1. Table of Acceptance Criteria and Reported Device Performance

The provided document describes design verification and validation tests (bench testing) rather than specific quantitative "acceptance criteria" against which a statistical performance metric is measured (e.g., sensitivity, specificity, AUC). Instead, the acceptance is based on compliance with standards and successful completion of various engineering and clinical image comparison tests.

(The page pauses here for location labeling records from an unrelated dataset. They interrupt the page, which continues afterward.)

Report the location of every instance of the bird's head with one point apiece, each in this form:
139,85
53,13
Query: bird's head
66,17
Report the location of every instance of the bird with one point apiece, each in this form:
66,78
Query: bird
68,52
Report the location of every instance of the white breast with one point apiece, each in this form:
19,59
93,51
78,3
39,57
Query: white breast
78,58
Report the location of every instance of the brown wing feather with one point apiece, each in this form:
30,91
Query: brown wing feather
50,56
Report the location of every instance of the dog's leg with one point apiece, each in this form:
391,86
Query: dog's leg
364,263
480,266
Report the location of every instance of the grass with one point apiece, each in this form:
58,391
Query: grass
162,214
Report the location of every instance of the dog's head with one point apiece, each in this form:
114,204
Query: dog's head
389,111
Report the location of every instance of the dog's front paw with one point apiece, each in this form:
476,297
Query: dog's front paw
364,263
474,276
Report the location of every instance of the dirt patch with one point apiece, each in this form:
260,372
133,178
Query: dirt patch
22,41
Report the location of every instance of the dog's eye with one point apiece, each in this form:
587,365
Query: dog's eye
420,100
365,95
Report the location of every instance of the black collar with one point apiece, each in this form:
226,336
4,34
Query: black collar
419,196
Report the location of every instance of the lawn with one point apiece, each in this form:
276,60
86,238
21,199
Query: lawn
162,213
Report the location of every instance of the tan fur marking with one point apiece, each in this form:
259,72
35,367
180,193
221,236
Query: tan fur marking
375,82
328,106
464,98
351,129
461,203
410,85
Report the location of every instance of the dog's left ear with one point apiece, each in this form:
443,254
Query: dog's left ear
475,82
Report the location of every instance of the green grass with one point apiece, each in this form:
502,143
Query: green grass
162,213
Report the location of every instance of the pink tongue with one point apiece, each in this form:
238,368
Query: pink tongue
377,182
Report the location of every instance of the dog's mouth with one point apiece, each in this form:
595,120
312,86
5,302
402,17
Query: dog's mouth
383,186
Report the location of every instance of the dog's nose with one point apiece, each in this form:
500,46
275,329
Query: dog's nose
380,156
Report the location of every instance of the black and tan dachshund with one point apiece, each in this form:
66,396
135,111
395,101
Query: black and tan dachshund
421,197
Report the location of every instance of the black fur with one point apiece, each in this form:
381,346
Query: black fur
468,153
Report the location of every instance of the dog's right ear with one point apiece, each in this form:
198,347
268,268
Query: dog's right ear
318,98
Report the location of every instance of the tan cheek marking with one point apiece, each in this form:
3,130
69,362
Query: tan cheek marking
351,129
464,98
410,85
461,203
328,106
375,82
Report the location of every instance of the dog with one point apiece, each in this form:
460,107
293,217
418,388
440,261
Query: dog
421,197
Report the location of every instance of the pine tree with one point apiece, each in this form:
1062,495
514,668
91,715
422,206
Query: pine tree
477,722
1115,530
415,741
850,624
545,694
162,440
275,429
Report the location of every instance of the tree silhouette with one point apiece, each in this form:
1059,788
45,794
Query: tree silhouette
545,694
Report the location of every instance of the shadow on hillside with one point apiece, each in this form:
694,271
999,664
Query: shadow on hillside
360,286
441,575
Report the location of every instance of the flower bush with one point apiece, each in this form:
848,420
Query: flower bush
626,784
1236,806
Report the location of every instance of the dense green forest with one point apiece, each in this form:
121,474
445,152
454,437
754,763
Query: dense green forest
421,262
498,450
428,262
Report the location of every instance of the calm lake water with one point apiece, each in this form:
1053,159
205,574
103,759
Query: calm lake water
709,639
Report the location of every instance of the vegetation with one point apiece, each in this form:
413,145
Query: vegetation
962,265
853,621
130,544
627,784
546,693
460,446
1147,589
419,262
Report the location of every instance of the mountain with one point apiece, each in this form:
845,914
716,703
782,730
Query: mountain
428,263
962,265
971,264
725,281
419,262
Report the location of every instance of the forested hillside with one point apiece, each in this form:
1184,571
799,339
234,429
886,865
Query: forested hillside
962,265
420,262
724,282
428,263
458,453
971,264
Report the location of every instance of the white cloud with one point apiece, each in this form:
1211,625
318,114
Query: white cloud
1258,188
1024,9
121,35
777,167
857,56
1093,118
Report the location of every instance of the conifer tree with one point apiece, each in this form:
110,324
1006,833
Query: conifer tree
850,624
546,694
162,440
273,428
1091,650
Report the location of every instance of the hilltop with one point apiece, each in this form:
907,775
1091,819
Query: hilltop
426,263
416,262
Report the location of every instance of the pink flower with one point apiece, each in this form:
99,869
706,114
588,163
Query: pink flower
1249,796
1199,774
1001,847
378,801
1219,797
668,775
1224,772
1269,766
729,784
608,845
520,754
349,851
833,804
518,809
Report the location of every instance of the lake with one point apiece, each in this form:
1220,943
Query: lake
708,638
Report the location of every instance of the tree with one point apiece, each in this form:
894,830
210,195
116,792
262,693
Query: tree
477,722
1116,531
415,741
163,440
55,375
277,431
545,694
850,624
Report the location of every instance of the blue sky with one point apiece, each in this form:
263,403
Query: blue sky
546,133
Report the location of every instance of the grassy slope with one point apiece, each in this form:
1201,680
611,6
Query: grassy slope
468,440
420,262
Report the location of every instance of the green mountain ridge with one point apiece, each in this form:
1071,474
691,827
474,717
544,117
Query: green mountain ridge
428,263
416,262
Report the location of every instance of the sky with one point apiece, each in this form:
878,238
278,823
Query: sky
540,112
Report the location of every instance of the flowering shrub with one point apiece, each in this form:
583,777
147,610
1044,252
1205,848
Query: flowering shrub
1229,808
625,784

Acceptance Criteria Category	Specific Test/Criteria	Reported Device Performance
Electrical, Mechanical, and Flammability Hazards	IEC 60601-1 compliance	"The IMRIS Oncology Package passed the following tests and meets product specifications." "The oncology package is tested for electrical, mechanical, and flammability hazards. The IMRIS Oncology package complies with voluntary standards (IEC 60601-2-33, and UL 94)." "The tests outlined above have been executed with acceptable results."
	IEC 60601-2-33 compliance	"The IMRIS Oncology Package passed the following tests and meets product specifications." "The oncology package is tested for electrical, mechanical, and flammability hazards. The IMRIS Oncology package complies with voluntary standards (IEC 60601-2-33, and UL 94)." "The tests outlined above have been executed with acceptable results."
MRI Safety & Performance (Imaging)	MRI compatibility test (MR image artifacts test)	"The IMRIS Oncology Package passed the following tests and meets product specifications." "The HNC 150 and PCC 150 coils are tested for MR image artifacts and surface heating test." "The tests outlined above have been executed with acceptable results."
	MRI compatibility test (MR heating test / Surface heating (normal and single fault conditions))	"The IMRIS Oncology Package passed the following tests and meets product specifications." "The HNC 150 and PCC 150 coils are tested for MR image artifacts and surface heating test." "The tests outlined above have been executed with acceptable results."
	Single fault condition unplugged (passive detuning test)	"The IMRIS Oncology Package passed the following tests and meets product specifications." "The tests outlined above have been executed with acceptable results."
	Head and Neck coil (HNC150) Image Non-Uniformity and SNR Measurement	"SNR was measured and is reported in accordance with NEMA MS 9-2008 Characterization of Special Purpose Coils for Diagnostic Resonance Images. The NEMA MS 9-2008 references the ALTERNATE MEASUREMENT PROCEDURE as described in NEMA MS 6-2008." "The HNC 150 and PCC 150 coils SNR and Image non-uniformity are tested according to NEMA standards." "The tests outlined above have been executed with acceptable results."
	Pelvic coil (PCC150) Image Non-Uniformity and SNR Measurement	"SNR was measured and is reported in accordance with NEMA MS 9-2008 Characterization of Special Purpose Coils for Diagnostic Resonance Images. The NEMA MS 9-2008 references the ALTERNATE MEASUREMENT PROCEDURE as described in NEMA MS 6-2008." "The HNC 150 and PCC 150 coils SNR and Image non-uniformity are tested according to NEMA standards." "The tests outlined above have been executed with acceptable results."
Clinical Effectiveness / Imaging Quality	Clinical image comparison	"The IMRIS Oncology Package passed the following tests and meets product specifications." "The Oncology Package provided clinical images which demonstrate the clinical effectiveness of the Oncology package." "The tests outlined above have been executed with acceptable results." "Performance data demonstrate safety and effectiveness of the IMRIS Oncology Package."
Functional/Workflow	Workflow	"The IMRIS Oncology Package passed the following tests and meets product specifications." "The tests outlined above have been executed with acceptable results."
	Loading test	"The IMRIS Oncology Package passed the following tests and meets product specifications." "The tests outlined above have been executed with acceptable results."
Overall Safety and Effectiveness / Substantial Equivalence	Compliance with predicate device's intended use and indications for use.	"The IMRIS Oncology Package has the same intended use and indications for use as the predicate devices. Performance data demonstrate safety and effectiveness of the IMRIS Oncology Package with the new characteristics." "The IMRIS Oncology Package verification results and performance/safety standard results show that the device is safe and effective and substantially equivalent to the currently available predicate device, GE MR Radiation Oncology options."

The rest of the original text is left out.